昨日は、現地調査が2件あり、足の方は大分よくなったものの、車のナビが古く、道に迷いまくるという痛々しい一日でございました。古いナビはダメですね・・・。

 

とはいえ、普段は、記録や証拠を事務所の机で眺めていることがほとんどですが、実際の現場にいくというのは、あらためて大事だと思いました。色々あらたな発見があるものです。

 

 

ところで、先日、産経新聞から、

 

「厚生労働省は7日、来年度から生活保護受給者が医療機関で薬を処方してもらう際、安価なジェネリック医薬品(後発薬)の使用を原則とする方針を固めた。
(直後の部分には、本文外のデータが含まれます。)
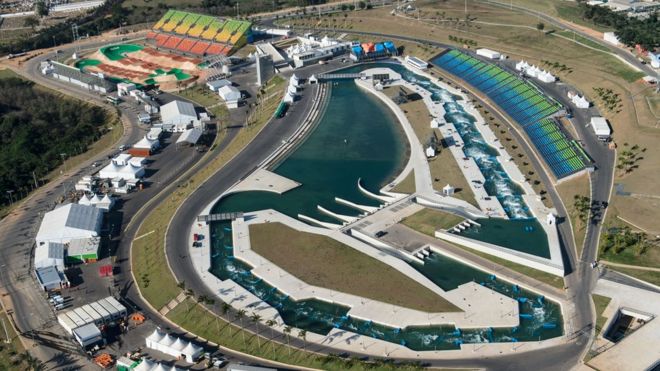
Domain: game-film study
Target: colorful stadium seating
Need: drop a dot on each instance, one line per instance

現在も後発薬の使用を促しているが、希望する人には先発薬が処方されており、全額公費で賄う受給者の医療費を抑制する狙い」

 

とのこと。

 

これまで、ジェネリックについて、知識がなく、特許がきれた安い薬ということくらいしか思っていなかったため、報道を聞いたときは、さしてなんとも思わなかったのですが、とある医師と話をしたところ、ジェネリックは問題があるとの話が。

 

そこで、少し調べてみたのですが、やはり問題が。

 

なんでも、特許が切れたのは物質特許という特許であり、薬には、その物質特許以外に、製剤特許という特許が存在していて、製剤特許が切れていなければ、同じような添加物を加えることができず、添加物が変われば薬がどのように溶けていくか、どれくらいの速度で吸収されていくかが変わってしまうらしいのです。

 

同様に、製剤特許が切れていなければ、同じ剤形を用いることができないため、薬には錠剤、カプセル、粉状などさまざまな形があり、たとえ同じ錠剤だとしても、コーティングの仕方や内部構造などでそれぞれ異なってしまうのです。

 

また、ジェネリック医薬品の試験に「有効性の試験」は存在しても「安全性の試験」がなく、そのため、安全性のデータもなく、ジェネリック医薬品は先発品と比べ、その製品に対する情報量が極端に少ないとのことです。

 

 

というわけで、なんとも恐ろしいことです。

 

因みに、足が腫れたがために飲んでいる抗生剤もジェネリックです。

 

 

 

もうやめます。

 

 

そういう意味では、厚労省のこの度の決定は正直、いかがなものか。

 

医療費の抑制は当然重要なことですが、薬というのは直接身体に影響するものであり、特に安全性の試験がないというものをすすめるには、まだ時期が早く、議論、特にジェネリック医薬品のあり方についてさらに検討が必要なのではないかと思います。

 

 

いずれにしても、なんについても疑問の目をもつのは疲れますが、正しい知識をもつようにしなければいけませんね。

 

 

では、午後も気合をいれてがんばります。